1. This appeal is directed against an order granting an application for review of judgment. The Subordinate Judge heard an appeal ex parte and decreed it on the 13th January 1909. On the 5th April 1909, the respondent, who was absent at the original hearing, applied for review of judgment. The application was granted on the 2nd June, the original judgment was discharged and the appeal ordered to be re-heard. This appeal is directed against that order and in support of it, it has been argued that the review has been granted on insufficient grounds.
2. A preliminary objection has been taken by the respondent to the competency of the appeal as it is not based on any of the grounds mentioned in Order XLVII, Rule 7 of the Code of 1908. In answer to this contention, the learned Vakil for the appellant has argued that an unrestricted right of appeal is conferred by Order XLIII, Rule (1) Clause (w) of the Code, which provides for an appeal against an order under Rule 4 of Order XLI granting an application for review. In our opinion, the appeal is clearly incompetent.

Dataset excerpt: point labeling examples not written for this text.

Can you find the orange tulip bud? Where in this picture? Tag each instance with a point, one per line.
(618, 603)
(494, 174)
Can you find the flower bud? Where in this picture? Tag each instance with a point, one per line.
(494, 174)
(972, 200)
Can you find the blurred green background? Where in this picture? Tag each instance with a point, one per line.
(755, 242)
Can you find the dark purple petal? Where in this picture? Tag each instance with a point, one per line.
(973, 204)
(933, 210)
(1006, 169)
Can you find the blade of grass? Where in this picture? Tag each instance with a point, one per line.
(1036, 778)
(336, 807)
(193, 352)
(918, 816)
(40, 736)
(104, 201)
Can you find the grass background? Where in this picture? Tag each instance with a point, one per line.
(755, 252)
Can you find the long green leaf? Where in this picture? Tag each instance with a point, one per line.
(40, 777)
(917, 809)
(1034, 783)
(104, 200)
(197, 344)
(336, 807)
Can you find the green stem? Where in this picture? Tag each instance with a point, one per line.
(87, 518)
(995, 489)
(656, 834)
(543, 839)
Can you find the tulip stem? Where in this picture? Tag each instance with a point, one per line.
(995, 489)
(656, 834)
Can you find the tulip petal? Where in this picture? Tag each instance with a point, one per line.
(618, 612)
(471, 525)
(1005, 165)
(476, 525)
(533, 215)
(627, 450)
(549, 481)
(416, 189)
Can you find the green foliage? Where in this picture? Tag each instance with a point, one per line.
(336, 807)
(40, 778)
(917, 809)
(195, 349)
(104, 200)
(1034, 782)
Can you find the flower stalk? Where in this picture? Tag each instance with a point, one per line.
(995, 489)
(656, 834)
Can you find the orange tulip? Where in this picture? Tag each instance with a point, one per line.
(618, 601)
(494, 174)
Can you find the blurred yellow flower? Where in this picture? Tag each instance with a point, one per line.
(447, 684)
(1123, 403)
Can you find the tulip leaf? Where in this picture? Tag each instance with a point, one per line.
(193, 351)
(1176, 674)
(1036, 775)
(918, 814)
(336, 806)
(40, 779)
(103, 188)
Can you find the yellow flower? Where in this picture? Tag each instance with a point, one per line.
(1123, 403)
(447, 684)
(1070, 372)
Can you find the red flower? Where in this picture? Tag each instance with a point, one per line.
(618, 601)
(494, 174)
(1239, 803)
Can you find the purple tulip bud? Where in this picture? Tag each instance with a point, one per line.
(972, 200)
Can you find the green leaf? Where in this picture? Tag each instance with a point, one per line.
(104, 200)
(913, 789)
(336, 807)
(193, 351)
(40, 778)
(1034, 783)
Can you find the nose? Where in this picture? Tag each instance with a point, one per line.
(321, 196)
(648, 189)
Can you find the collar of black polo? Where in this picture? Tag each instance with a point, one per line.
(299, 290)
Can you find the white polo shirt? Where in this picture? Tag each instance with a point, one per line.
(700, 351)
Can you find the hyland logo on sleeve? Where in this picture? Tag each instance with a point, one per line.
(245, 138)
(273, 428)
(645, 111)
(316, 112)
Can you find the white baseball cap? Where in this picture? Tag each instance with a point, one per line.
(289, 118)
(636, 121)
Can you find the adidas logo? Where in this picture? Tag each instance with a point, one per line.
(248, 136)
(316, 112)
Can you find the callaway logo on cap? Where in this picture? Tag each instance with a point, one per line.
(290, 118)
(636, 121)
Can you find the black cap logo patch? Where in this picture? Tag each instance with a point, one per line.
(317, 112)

3. It is not disputed that under Section 629 of the Code of 1882, f o which corresponds Rule 7 of Order XLVII of the Code of 1908, an appeal against an order granting a review could be maintained only on the three grounds specified in the section. This is conclusively established by the cases of Bombay and Persia Steam Navigation Co. v. S.S. Zuari 12 B. 171; Daryai Bibi v. Badri 18 A. 44; Har Nandan v. Behari 22 C. 3; Baroda Churn v. Gobind Prashad 22 C. 984; Purna Chandra v. Nil Madhub 5 C.W.N. 485; Mahabir v. Nathni 1 C.W.N. 338; Munni Ram Chowdhry v. Bishen Perkash Narqin 24 C. 878. The learned Vakil for the appellant has, however, suggested that the right of appeal has been widened under the Code of 1908, because under the Code of 1882 there was no provision corresponding to Clause (w) Rule 1 of Order XLIII. This contention is clearly erroneous. That clause has to be read along with Rule 7 of Order XLVII of the Code as otherwise the restrictive provisions contained in Rule 7 would become absolutely nugatory. The object of the Legislature plainly was to provide explicitly that an order granting a review is appealable. This supplies the omission in the Code of 1882 under which the right of appeal was given only by implication and also makes it plain that a second appeal is barred under Section 104, Sub-section (2). Gopal Das v. Alaf Khan 11 A. 383: Than Singh v. Chundun Singh 11 C. 296; Papayya v. Chelamayya 12 M. 125. We hold accordingly that this appeal is incompetent and must be dismissed with costs. The hearing-fee is assessed at one gold mohur.
4. This judgment, it is conceded, will govern the Appeals from Orders Nos. 369 to 372 of 1909, which are also dismissed with costs, one sold mohur in each case.